Importing countries could also apply import duties – taxes payable on the value of imported goods – and recycle generated revenue to support sustainable agricultural programmes and environmental monitoring and mitigation in producing countries. Although obligations to bilateral and multilateral trade agreements could complicate implementation, it is unlikely that exporting countries would object if they were receiving the revenue.
Consumption rates in higher-income countries and urban areas of low- and middle-income countries could also be reduced through more ambitious transformative shifts that challenge capitalist relations, with a stronger focus on taxation, debt cancellation, and re-localisation of food production and consumption to achieve greater local autonomy.
Strengthening sustainability criteria in trade, reforms in environmental policy and land governance
Different measures are needed to help tackle deforestation, than have been supported in the past. Combinations of measures, including trade restrictions on unsustainable products, reforms of environmental policy and land governance, rewards for sustainably certified products, and capacity-building support from donor countries are potentially more effective than the current situation, However, the article argues that ultimately more far-reaching changes and approaches are needed.
Commonly used market-based approaches are easier for governments to implement in the short term because they do little to challenge the existing power relations in the global political economy which drive deforestation. Such approaches include environmental provisions in free trade agreements, sustainability standards for products or voluntary or mandatory requirements on companies to conduct due diligence in their supply chains on social and environmental issues. The global political economy encompasses the interactions between the global economy and the political and economic actors, systems and institutions that shape and are shaped by it.
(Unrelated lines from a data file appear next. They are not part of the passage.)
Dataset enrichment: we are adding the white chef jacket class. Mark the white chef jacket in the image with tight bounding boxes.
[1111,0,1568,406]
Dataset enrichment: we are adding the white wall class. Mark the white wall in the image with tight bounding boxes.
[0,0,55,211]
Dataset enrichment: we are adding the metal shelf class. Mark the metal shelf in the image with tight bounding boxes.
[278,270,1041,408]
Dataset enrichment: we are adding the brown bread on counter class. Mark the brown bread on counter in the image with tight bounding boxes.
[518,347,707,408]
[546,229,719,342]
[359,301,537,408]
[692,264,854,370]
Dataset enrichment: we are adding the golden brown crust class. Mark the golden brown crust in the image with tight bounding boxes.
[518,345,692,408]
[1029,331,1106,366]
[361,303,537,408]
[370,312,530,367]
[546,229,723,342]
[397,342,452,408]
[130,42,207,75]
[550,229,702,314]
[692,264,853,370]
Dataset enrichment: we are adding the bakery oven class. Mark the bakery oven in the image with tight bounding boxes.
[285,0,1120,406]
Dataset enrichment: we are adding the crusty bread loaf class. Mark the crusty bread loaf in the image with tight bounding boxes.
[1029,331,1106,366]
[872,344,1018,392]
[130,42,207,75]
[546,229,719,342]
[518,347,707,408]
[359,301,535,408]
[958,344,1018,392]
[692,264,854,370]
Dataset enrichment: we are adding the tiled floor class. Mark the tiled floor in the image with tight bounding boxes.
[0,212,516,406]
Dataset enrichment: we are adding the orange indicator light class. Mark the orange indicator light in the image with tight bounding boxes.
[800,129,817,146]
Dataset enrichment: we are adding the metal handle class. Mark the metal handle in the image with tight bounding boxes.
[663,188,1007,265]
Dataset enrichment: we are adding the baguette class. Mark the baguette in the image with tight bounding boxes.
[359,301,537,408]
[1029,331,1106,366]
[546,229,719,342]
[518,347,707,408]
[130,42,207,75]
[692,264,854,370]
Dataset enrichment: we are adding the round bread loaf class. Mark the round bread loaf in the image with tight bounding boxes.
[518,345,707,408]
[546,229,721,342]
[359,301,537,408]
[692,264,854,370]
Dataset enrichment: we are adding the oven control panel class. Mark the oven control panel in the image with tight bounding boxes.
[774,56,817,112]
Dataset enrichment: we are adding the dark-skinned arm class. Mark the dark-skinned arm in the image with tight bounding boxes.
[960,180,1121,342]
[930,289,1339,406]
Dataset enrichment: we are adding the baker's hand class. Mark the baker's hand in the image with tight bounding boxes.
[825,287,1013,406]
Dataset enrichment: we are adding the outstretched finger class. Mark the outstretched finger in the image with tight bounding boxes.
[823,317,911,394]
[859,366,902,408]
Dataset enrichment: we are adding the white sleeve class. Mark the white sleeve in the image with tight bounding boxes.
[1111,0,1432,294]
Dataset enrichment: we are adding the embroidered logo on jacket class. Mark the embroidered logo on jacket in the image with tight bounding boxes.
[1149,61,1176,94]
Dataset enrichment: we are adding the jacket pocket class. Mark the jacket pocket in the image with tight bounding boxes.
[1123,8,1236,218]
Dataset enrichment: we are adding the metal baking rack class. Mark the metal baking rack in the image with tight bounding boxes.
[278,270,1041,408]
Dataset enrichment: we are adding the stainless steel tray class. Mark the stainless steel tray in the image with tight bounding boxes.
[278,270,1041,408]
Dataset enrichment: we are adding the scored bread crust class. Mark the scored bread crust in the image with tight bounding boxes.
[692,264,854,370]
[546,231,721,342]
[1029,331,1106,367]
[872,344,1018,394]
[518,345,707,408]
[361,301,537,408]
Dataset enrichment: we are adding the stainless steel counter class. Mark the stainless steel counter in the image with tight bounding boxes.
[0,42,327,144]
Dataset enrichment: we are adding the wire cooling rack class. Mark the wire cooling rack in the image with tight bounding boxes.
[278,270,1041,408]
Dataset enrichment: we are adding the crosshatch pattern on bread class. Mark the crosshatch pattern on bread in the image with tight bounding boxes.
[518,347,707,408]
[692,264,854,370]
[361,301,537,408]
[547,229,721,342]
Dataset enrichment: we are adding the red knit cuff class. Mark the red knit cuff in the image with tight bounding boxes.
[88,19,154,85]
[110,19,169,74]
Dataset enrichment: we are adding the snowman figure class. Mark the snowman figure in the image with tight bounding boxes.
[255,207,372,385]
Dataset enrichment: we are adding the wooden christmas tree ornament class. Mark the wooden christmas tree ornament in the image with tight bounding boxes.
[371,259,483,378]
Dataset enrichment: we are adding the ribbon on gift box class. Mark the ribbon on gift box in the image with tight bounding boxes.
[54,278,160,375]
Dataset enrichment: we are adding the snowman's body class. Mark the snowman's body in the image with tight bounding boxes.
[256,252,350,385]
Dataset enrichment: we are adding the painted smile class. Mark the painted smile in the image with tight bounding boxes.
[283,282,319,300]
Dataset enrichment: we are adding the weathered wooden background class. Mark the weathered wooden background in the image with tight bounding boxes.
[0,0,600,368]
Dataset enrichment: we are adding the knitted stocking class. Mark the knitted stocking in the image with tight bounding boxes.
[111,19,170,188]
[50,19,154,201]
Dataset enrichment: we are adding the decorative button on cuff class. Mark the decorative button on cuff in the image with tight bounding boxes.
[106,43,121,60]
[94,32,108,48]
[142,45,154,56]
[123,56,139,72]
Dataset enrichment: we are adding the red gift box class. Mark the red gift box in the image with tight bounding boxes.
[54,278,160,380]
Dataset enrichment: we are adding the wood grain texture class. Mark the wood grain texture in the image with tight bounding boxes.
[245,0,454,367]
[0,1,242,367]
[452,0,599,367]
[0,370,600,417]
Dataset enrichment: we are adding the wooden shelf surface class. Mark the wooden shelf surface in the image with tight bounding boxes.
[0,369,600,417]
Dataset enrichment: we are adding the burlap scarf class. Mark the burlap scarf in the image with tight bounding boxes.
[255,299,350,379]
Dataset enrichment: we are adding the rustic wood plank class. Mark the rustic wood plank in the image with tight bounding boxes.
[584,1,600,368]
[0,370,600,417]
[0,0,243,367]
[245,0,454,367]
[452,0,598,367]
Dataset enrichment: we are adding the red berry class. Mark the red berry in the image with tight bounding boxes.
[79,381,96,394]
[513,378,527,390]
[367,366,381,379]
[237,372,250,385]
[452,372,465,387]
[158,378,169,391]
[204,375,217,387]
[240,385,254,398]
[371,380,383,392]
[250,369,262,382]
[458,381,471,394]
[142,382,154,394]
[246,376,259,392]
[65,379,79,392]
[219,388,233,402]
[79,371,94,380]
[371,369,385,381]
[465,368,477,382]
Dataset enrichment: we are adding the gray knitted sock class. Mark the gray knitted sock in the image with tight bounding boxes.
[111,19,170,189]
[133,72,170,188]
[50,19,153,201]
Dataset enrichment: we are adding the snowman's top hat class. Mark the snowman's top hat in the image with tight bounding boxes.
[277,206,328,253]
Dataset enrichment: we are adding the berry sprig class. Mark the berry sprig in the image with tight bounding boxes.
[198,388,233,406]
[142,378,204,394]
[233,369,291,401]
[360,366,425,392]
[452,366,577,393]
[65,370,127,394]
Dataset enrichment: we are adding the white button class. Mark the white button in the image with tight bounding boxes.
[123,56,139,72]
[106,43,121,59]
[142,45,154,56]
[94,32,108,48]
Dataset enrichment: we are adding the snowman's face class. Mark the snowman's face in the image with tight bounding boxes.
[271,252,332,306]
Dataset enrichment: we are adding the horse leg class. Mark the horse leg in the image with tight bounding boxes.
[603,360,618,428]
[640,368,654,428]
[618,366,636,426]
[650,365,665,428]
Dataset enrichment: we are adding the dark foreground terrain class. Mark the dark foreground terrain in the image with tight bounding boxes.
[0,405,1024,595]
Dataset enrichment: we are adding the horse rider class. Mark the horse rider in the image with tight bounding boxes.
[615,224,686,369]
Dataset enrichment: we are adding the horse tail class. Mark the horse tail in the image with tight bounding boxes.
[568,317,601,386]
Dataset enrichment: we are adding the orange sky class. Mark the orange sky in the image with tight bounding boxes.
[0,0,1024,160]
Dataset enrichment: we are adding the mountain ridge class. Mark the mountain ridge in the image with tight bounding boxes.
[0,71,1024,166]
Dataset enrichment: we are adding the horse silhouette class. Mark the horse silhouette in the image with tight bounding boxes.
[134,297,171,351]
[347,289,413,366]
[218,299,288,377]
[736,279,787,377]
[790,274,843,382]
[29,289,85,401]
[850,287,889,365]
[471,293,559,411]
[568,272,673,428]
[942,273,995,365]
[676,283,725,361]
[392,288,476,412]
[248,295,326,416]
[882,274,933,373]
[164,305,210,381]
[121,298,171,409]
Enhancing monitoring of crop environmental footprints
The analysis indicates that the commonly used approach, based on basic data on crop distribution at national or sub-national levels, tends to underestimate the deforestation risk associated with both large-scale plantations and smallholder farms. Detailed data, derived from satellite images, on changes in land cover across space and time, can offer more accurate monitoring by enabling detection and differentiation between large-scale plantations and small-scale farms. Alongside trade data, this data can be used to inform environmental policy measures.
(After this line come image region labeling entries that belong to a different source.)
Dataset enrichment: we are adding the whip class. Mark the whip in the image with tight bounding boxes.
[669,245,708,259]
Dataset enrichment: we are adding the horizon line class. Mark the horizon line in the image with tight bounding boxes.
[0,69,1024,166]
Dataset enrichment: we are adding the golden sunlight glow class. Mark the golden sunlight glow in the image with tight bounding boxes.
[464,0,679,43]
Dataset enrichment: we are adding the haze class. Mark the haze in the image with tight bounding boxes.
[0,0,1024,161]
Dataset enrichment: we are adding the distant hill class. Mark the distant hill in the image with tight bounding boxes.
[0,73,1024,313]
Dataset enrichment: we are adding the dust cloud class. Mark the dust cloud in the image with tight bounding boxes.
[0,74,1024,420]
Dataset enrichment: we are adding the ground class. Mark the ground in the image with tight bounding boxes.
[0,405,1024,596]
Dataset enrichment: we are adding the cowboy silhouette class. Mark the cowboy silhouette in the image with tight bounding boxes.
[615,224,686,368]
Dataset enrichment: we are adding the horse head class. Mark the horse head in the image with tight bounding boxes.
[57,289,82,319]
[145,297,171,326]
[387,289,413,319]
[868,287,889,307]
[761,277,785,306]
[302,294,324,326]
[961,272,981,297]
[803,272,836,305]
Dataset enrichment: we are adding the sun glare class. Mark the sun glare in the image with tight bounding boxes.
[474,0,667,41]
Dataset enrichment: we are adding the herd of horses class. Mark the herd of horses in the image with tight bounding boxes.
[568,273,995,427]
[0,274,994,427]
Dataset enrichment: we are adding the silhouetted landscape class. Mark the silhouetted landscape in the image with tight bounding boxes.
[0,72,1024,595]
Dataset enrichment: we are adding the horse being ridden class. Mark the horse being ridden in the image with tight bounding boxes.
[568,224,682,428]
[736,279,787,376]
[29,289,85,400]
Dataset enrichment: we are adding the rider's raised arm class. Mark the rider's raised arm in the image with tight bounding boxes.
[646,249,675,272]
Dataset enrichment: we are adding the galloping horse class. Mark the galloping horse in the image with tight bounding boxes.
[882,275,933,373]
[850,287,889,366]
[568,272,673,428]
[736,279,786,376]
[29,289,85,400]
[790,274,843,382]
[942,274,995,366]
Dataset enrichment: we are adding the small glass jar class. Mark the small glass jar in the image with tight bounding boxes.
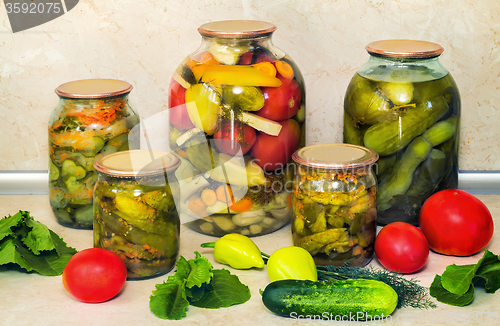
[344,40,460,225]
[169,20,305,236]
[292,144,378,266]
[49,79,139,229]
[94,150,180,279]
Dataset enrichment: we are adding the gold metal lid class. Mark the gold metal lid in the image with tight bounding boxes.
[55,79,133,99]
[94,150,181,177]
[198,20,277,38]
[365,40,444,59]
[292,144,378,169]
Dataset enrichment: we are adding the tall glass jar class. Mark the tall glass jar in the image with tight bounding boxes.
[292,144,378,266]
[169,20,305,236]
[344,40,460,225]
[94,150,180,280]
[49,79,139,229]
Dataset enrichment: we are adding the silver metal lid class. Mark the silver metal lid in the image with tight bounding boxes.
[55,79,133,99]
[94,150,181,177]
[292,144,378,169]
[198,20,277,38]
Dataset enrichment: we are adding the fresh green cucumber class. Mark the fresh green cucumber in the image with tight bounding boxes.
[262,279,398,320]
[364,96,448,156]
[377,136,432,211]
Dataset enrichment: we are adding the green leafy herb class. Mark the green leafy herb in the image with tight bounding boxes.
[149,251,250,320]
[0,211,77,275]
[430,249,500,306]
[316,265,437,309]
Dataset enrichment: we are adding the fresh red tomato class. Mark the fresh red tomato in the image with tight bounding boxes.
[419,189,494,256]
[62,248,127,303]
[251,119,300,171]
[168,79,194,130]
[255,75,302,121]
[375,222,429,274]
[214,121,257,156]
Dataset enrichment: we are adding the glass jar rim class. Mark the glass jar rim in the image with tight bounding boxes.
[292,143,379,170]
[198,20,277,38]
[94,150,181,177]
[365,39,444,59]
[55,79,133,99]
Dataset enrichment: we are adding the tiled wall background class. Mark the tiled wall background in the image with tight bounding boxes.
[0,0,500,170]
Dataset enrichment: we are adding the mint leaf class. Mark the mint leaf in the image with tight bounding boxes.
[186,251,213,288]
[175,256,191,279]
[0,237,33,272]
[149,273,189,320]
[441,264,478,295]
[0,211,29,240]
[191,269,251,309]
[429,275,474,307]
[476,249,500,293]
[23,219,54,255]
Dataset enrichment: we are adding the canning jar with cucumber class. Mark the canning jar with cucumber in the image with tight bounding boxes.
[48,79,139,229]
[344,40,460,225]
[292,144,378,266]
[93,150,180,280]
[168,20,305,236]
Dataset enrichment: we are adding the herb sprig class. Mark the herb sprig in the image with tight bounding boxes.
[149,251,250,320]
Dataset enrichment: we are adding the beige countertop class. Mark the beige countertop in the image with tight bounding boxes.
[0,195,500,326]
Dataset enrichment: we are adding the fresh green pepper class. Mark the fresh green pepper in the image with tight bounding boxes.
[267,246,318,282]
[201,233,264,269]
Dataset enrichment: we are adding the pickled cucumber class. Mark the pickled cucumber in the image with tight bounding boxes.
[377,137,432,211]
[222,85,264,111]
[422,116,457,146]
[380,82,413,105]
[364,96,448,156]
[344,75,392,124]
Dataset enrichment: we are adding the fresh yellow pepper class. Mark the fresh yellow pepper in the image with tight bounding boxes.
[201,233,264,269]
[198,65,281,87]
[267,246,318,282]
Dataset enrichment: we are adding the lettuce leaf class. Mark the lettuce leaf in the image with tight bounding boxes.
[149,251,250,320]
[191,269,250,309]
[429,249,500,306]
[0,211,77,275]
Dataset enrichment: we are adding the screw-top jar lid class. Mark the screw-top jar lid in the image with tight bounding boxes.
[55,79,133,99]
[94,150,181,177]
[198,20,276,38]
[365,40,444,59]
[292,144,378,169]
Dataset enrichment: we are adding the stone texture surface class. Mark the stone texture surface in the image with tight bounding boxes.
[0,0,500,170]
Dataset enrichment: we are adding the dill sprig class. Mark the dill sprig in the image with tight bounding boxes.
[317,265,437,309]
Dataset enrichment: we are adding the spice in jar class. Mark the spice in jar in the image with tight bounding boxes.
[292,144,378,266]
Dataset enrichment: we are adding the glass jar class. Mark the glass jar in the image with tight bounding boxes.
[292,144,378,266]
[94,150,180,279]
[49,79,139,229]
[169,20,305,236]
[344,40,460,225]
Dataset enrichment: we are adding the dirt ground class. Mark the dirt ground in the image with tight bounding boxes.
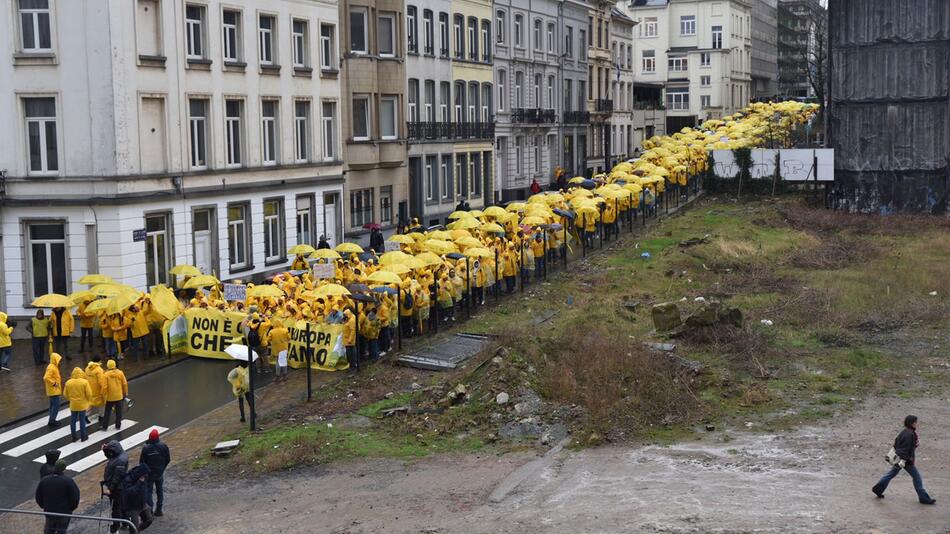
[59,397,950,533]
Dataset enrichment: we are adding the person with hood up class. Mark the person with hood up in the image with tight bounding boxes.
[100,442,129,532]
[43,352,63,428]
[40,449,60,478]
[34,460,79,534]
[63,367,92,442]
[0,312,13,371]
[871,415,937,504]
[99,360,129,430]
[139,428,172,517]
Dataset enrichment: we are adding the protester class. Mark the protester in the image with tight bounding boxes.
[139,428,172,517]
[0,312,13,371]
[35,460,79,534]
[99,360,129,430]
[63,367,92,442]
[49,308,75,360]
[100,442,129,532]
[28,310,49,365]
[43,352,63,428]
[871,415,937,504]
The researchers emphasise that it is important to understand the effects of deforestation on global supply chains. However, they caution that the pursuit of more information and enhanced traceability should not divert attention from the ultimate goal of transforming the underlying features of capitalist relationships. The focus should remain on identifying and pursuing more transformative leverage points – more effective ways to achieve sustainability. Measures to restrict consumption amongst high consuming countries and groups are urgently required, as well as support for enhancing democracy for local governance of food and land. More radical proposals are required, that address the inequities of global political economies.
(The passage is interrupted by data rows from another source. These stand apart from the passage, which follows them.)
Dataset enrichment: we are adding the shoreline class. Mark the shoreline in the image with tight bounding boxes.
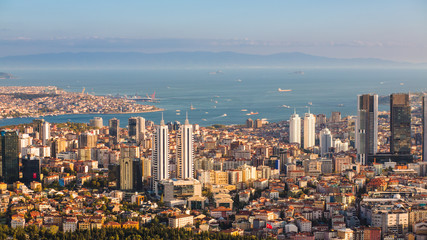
[0,108,165,121]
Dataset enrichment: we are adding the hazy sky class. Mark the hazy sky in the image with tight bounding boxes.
[0,0,427,62]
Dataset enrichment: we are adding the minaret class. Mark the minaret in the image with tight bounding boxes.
[176,113,194,179]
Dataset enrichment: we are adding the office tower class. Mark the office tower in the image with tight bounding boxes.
[141,158,151,180]
[316,113,326,126]
[108,164,120,188]
[89,117,104,128]
[151,116,169,195]
[246,118,254,128]
[22,158,41,184]
[390,93,411,154]
[137,117,149,143]
[423,95,427,162]
[331,112,341,123]
[355,94,378,165]
[128,117,145,143]
[128,117,139,137]
[254,119,262,128]
[0,130,19,183]
[79,132,98,148]
[320,128,332,156]
[176,115,194,178]
[304,110,316,149]
[289,111,301,145]
[119,146,142,190]
[40,121,50,145]
[132,158,142,191]
[109,118,120,143]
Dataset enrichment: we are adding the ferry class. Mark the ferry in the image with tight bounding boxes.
[246,112,258,116]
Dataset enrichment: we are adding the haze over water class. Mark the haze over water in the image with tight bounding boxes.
[0,68,427,127]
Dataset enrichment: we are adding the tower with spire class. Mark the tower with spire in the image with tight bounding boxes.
[289,108,301,145]
[176,113,194,179]
[151,113,169,195]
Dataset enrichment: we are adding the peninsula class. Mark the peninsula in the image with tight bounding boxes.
[0,86,162,119]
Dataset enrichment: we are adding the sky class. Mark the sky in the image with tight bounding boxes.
[0,0,427,63]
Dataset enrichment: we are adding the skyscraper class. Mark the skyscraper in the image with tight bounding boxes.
[390,93,411,154]
[89,117,104,128]
[128,117,145,143]
[304,110,316,149]
[79,132,98,148]
[355,94,378,165]
[40,121,50,145]
[320,128,332,156]
[151,117,169,195]
[289,111,301,145]
[176,113,194,178]
[423,95,427,162]
[0,130,19,183]
[109,118,120,143]
[119,146,142,190]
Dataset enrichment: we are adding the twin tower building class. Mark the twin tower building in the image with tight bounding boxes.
[289,93,427,165]
[151,114,194,195]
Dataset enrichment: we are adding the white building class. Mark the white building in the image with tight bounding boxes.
[41,122,50,145]
[151,117,169,194]
[62,218,77,232]
[304,111,316,149]
[423,95,427,162]
[354,94,378,165]
[176,115,194,179]
[320,128,332,157]
[169,214,194,228]
[289,112,301,145]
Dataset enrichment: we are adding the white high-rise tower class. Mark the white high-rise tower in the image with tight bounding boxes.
[176,113,194,179]
[289,110,301,145]
[304,109,316,149]
[41,122,50,145]
[151,114,169,195]
[320,128,332,157]
[423,95,427,162]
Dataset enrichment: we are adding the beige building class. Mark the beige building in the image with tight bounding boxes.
[169,214,194,228]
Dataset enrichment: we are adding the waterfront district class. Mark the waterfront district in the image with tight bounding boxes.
[0,93,427,240]
[0,86,161,119]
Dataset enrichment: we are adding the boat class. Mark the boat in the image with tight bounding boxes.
[125,92,158,102]
[246,112,258,116]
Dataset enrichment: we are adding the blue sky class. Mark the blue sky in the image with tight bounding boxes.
[0,0,427,62]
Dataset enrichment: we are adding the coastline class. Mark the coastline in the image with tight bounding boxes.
[0,108,165,121]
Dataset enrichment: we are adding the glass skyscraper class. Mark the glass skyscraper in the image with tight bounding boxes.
[390,93,411,154]
[0,131,19,183]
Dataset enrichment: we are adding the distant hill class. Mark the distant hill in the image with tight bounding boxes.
[0,72,15,79]
[0,52,427,68]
‘It's important to consider alternative approaches beyond just market-based mechanisms when it comes to addressing sustainability challenges, including deforestation’, advised Dr Truly Santika, who led the analysis. Dr Santika is Senior Fellow in Biostatistics for Food and Agriculture at the Natural Resources Institute of the University of Greenwich. Professor Valerie Nelson who was also involved in the research added: ‘These challenges often stem from the same underlying cause, so it is important to focus on the root causes of social and environmental damage and where the responsibilities lie for that damage. Both of these should inform action to achieve meaningful transformative change in food, agriculture and beyond.’
This study was conducted as part of the EU-funded Transformative Change for Biodiversity and Equity (TC4BE) project. TC4BE is using transdisciplinary research processes to generate new knowledge, tools, and stakeholder capacity to drive transformative change in agrofood systems and advance sustainable trade.